Might need a setback seat post with that reversed stem. When I reversed mine, my knees hit the handlebars when I pedaled (seat all the way back).

Sent from my SM-P900 using Tapatalk


----------



## jstonebarger (Nov 6, 2014)

Wait... a thread about an actual skill? There's nothing to buy?!?!?

(Sorry, I suck at manuals too, or I'd try to offer help. I will, however, watch this thread to see if anything useful comes of it.)


----------



## curtiseddie (Oct 5, 2015)

I, too, have been attempting this skill for months now. My only minor successes have been on the trail after coming over a roller. But, I can't ever keep it going longer than a few feet. I suppose I'll just keep trying or quit; watching videos doesn't seem to help.


----------



## splitendz (Nov 13, 2015)

I almost feel like riding wheelies and probably manualing also is one of those things you are good at naturally or not. I grew up riding dirt bikes and knew guys who could wheelie for miles.. I never could. I practiced all the time but never could find that balance point where you just sit back and wheelie... so frustrating. Same on a mtb. I can pick the front end up and wheelie a little, but Ive seen guys just go forever... really wish I could. Manualing is even more difficult, but I bet those wheelie kings have an easier time learning how to do it.


----------



## Carl Mega (Jan 17, 2004)

Hips down and but low before ever pulling up the front.

Low towards bars.
Hips down and back.
Raise bars by leaning back with straight-ish arms "pulling" bars.
Balance and fun!

I think a few of these are ok:


----------



## Gasp4Air (Jun 5, 2009)

I can't do a proper manual either. I end up yanking the bars up to loft the front wheel a bit, but that's not how it's done. I happened to watch the above excellent videos recently and went out, tried again and still failed. Recently, when I was ordering a new bike at my local shop, I got to talking with the manager about lofting the front and he said it's imperative to have your seat well down and out of your way so you can scoot way back with your butt low. Upon watching the videos again, I saw how true that was. His butt is practically over the rear axle. 

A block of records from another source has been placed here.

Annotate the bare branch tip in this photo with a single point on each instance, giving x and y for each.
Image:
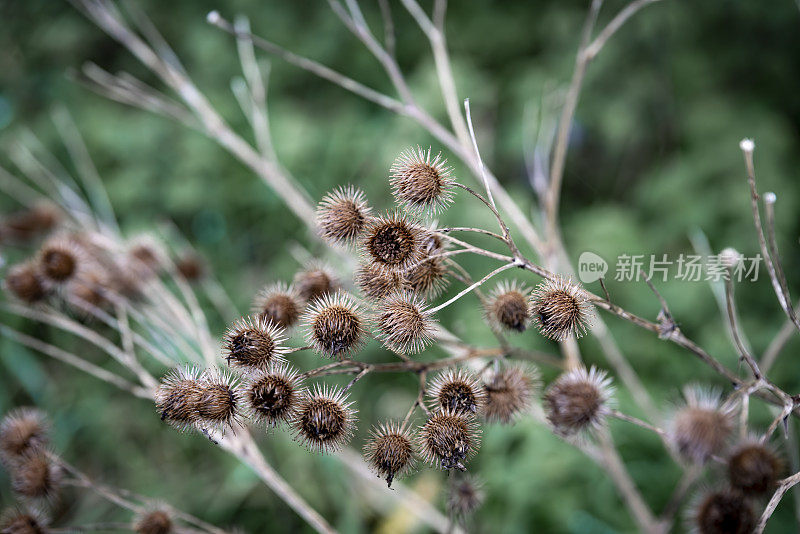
(213, 17)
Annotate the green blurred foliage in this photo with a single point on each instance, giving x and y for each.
(654, 159)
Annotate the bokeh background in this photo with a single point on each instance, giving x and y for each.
(653, 160)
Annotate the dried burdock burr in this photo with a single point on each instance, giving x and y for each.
(389, 451)
(280, 304)
(177, 397)
(19, 521)
(324, 421)
(155, 521)
(334, 325)
(393, 242)
(457, 391)
(35, 476)
(465, 495)
(315, 281)
(272, 396)
(509, 306)
(376, 282)
(217, 401)
(754, 468)
(560, 309)
(22, 431)
(26, 283)
(421, 181)
(404, 324)
(578, 400)
(701, 427)
(448, 439)
(509, 389)
(89, 288)
(253, 343)
(428, 278)
(59, 260)
(342, 214)
(723, 512)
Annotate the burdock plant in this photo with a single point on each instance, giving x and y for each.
(130, 299)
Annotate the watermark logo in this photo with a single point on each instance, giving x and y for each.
(591, 267)
(660, 267)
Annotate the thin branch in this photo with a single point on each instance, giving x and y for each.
(747, 147)
(75, 361)
(783, 486)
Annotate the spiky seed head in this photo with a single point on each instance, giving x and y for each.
(428, 278)
(334, 325)
(26, 224)
(389, 451)
(754, 468)
(509, 306)
(701, 427)
(272, 396)
(34, 476)
(26, 283)
(393, 242)
(578, 400)
(177, 397)
(404, 324)
(465, 496)
(253, 343)
(421, 181)
(218, 400)
(324, 421)
(156, 521)
(723, 512)
(191, 267)
(457, 391)
(315, 281)
(22, 431)
(376, 282)
(342, 214)
(89, 287)
(18, 521)
(59, 260)
(559, 309)
(448, 439)
(509, 390)
(280, 304)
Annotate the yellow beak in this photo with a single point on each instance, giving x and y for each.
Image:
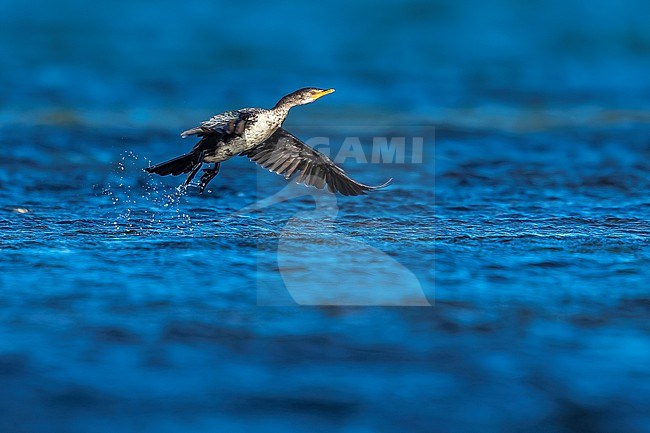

My next attempts will be with the saddle down - hopefully, I will do better. BTW, my new bike will have a dropper.


----------



## .WestCoastHucker. (Jan 14, 2004)

i certainly wish i had a dollar for every person who wants the quick trick to a manual. it takes tons of practice and landing flat on your ass. otherwise everyone would be rolling around on one wheel or another like it was the normal thing....


----------



## Stopbreakindown (Jun 27, 2011)

EASY, just remove the front wheel like Early B!


----------



## Carl Mega (Jan 17, 2004)

.WestCoastHucker. said:


> it takes tons of practice and landing flat on your ass.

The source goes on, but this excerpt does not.